National Biobanking Network
Principal investigator(s):
Jennifer Chan and Jonathan Bush
Biobank infrastructure is fundamental to advancing translational research, especially in rare diseases, as it provides ongoing access to biospecimens and associated clinical data. Across Canada, several biobank programs and projects exist with varying mandates and structures. These include both individual biobanks as well as biospecimen-intensive programs/projects such as ACCESS’ Driver Project, PRecision Oncology For Young peopLE (PROFYLE), the Marathon of Hope Cancer Centres Network, the cfDNA in Hereditary And High-Risk Malignancies (CHARM) consortium, and the SIGNATURE Project in Quebec.

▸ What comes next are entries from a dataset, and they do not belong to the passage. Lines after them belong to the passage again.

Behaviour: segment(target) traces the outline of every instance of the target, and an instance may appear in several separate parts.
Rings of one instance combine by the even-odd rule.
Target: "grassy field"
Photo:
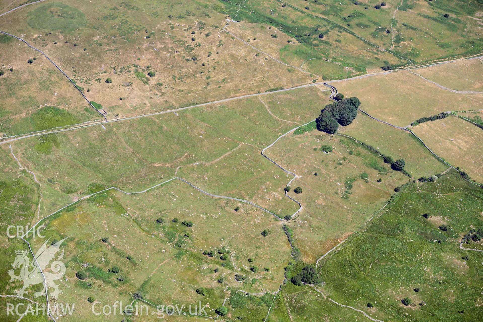
[[[420,68],[417,72],[425,78],[452,90],[483,92],[483,83],[480,77],[483,73],[483,61],[480,59]]]
[[[483,196],[459,177],[452,171],[403,189],[365,231],[320,263],[323,292],[383,321],[477,321],[481,253],[458,246],[469,227],[481,226]],[[443,224],[450,229],[439,229]],[[401,303],[406,297],[412,305]]]
[[[394,160],[404,159],[404,168],[416,179],[441,173],[448,167],[414,135],[372,120],[362,113],[352,124],[341,127],[339,133],[374,147]]]
[[[0,26],[25,34],[89,100],[121,117],[313,79],[265,55],[256,56],[256,51],[222,31],[226,16],[213,5],[206,1],[108,0],[95,6],[57,1],[9,13]],[[71,9],[64,14],[66,8]],[[112,83],[106,82],[108,78]]]
[[[25,44],[2,35],[0,61],[0,71],[4,73],[0,76],[0,91],[5,94],[0,134],[28,133],[102,118],[50,62]]]
[[[322,151],[324,145],[332,147],[332,152]],[[356,230],[408,180],[353,140],[317,130],[284,137],[266,153],[299,176],[291,187],[301,187],[302,193],[289,194],[304,210],[289,225],[308,263]]]
[[[45,215],[88,194],[93,185],[140,191],[178,175],[213,193],[256,198],[285,215],[295,211],[296,204],[280,193],[291,178],[260,152],[298,123],[314,119],[328,102],[314,87],[296,94],[268,94],[261,101],[243,99],[185,110],[177,116],[28,138],[13,146],[22,164],[39,177]],[[227,171],[224,174],[220,167]]]
[[[210,303],[208,311],[213,316],[227,287],[233,292],[276,291],[289,257],[290,245],[279,222],[251,206],[240,205],[242,209],[235,212],[239,204],[207,197],[179,181],[145,194],[109,192],[43,222],[47,226],[46,238],[32,239],[31,242],[35,250],[45,239],[71,236],[64,248],[68,268],[62,288],[66,290],[59,299],[79,304],[71,321],[96,321],[87,296],[103,304],[128,302],[136,291],[156,305]],[[157,223],[159,218],[165,222]],[[174,218],[178,222],[173,222]],[[192,227],[183,225],[185,221],[193,223]],[[266,237],[260,234],[264,229],[270,232]],[[108,241],[103,242],[106,238]],[[202,255],[205,250],[213,250],[216,256]],[[227,259],[220,259],[217,250],[223,250]],[[82,266],[86,263],[89,265]],[[252,271],[250,268],[255,266],[259,270]],[[114,267],[121,271],[109,272]],[[88,278],[77,278],[79,271]],[[236,273],[247,278],[236,282]],[[217,282],[222,277],[224,281]],[[195,292],[200,287],[207,290],[206,295]],[[264,309],[266,314],[268,309]],[[99,318],[104,321],[105,317]]]
[[[483,94],[445,91],[409,71],[332,85],[346,96],[358,97],[362,103],[360,108],[374,117],[401,127],[421,117],[447,111],[476,109],[483,104]]]
[[[426,122],[413,131],[433,151],[473,179],[483,182],[482,129],[458,118]]]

Although the various biobanking and biospecimen-intensive projects across the country speak to the need for high-quality biospecimens for research, the fragmented landscape of Canadian pediatric biobanking has made it challenging for researchers to find, access, and share adequate numbers of these precious samples. This fragmentation hinders research progress, particularly for studies requiring large and diverse cohorts or access to rare samples. Issues surrounding broad consent, lack of process standardization, differences in clinical annotation, biobank visibility, adequate funding, trained staff, appropriate storage, and cumbersome material transfer agreements all contribute to the challenges faced by the biobanks and their prospective users.

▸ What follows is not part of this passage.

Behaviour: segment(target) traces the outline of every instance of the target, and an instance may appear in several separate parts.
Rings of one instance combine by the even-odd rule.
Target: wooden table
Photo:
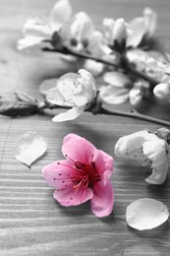
[[[55,54],[18,52],[16,42],[28,17],[50,10],[54,0],[0,0],[0,88],[1,95],[13,98],[18,91],[39,97],[39,85],[56,77],[59,67]],[[141,16],[151,7],[158,13],[155,37],[161,47],[170,45],[169,0],[71,0],[75,12],[86,11],[99,25],[104,17],[124,17],[127,21]],[[65,70],[61,70],[65,72]],[[127,110],[127,104],[116,108]],[[143,112],[170,120],[169,106],[148,102]],[[89,203],[63,208],[52,197],[41,169],[62,159],[62,140],[68,133],[81,135],[98,149],[113,156],[119,137],[142,129],[155,131],[161,126],[131,118],[92,116],[84,113],[65,123],[51,122],[51,116],[32,115],[22,118],[0,116],[0,255],[169,255],[168,222],[148,231],[138,231],[126,224],[127,206],[142,197],[162,201],[170,208],[170,177],[161,186],[144,182],[146,169],[136,160],[125,162],[115,158],[112,183],[115,206],[111,216],[97,219]],[[36,131],[48,144],[47,153],[30,168],[14,157],[19,138]]]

This initiative aims to accelerate pediatric cancer research by transforming how biospecimens are securely accessed and shared, harmonizing biobanking and data sharing activities, reducing resource duplication and data fragmentation, ensuring equitable representation, and enabling new research avenues across areas such as translational and clinical research, public health, and policy. It is a critical step toward a more connected, collaborative, and impactful research ecosystem.
Key Activities:
- Establish a national, collaborative, and sustainable biobanking network that unites pediatric cancer centres, local biobanks, and biospecimen-intensive programs to:
- Understand their current scope, governance, operational infrastructure and resources, and unmet needs; and
- Identify gaps, overlaps, and synergies in the existing Canadian biobanking, and data sharing infrastructure.
- Implement a web-based common inventory search platform that captures and displays pediatric cancer biospecimens, and high-level de-identified clinical data, available across Canada.

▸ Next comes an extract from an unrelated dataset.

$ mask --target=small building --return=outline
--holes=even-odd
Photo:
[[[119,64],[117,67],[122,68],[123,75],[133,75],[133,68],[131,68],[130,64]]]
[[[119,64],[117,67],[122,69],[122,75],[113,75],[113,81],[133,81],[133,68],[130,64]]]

- Develop resources such as cost recovery strategies; consent templates; standard operating procedures for biospecimen handling and storage; and guidelines to support the capturing of self-reported gender, race/ethnicity and Indigenous identities at the time of patient consent.
The data sharing activities within this initiative also directly support ACCESS’ strategic goal of building the necessary infrastructure to utilize big data and promote data sharing for all disease-specific research and collaborations.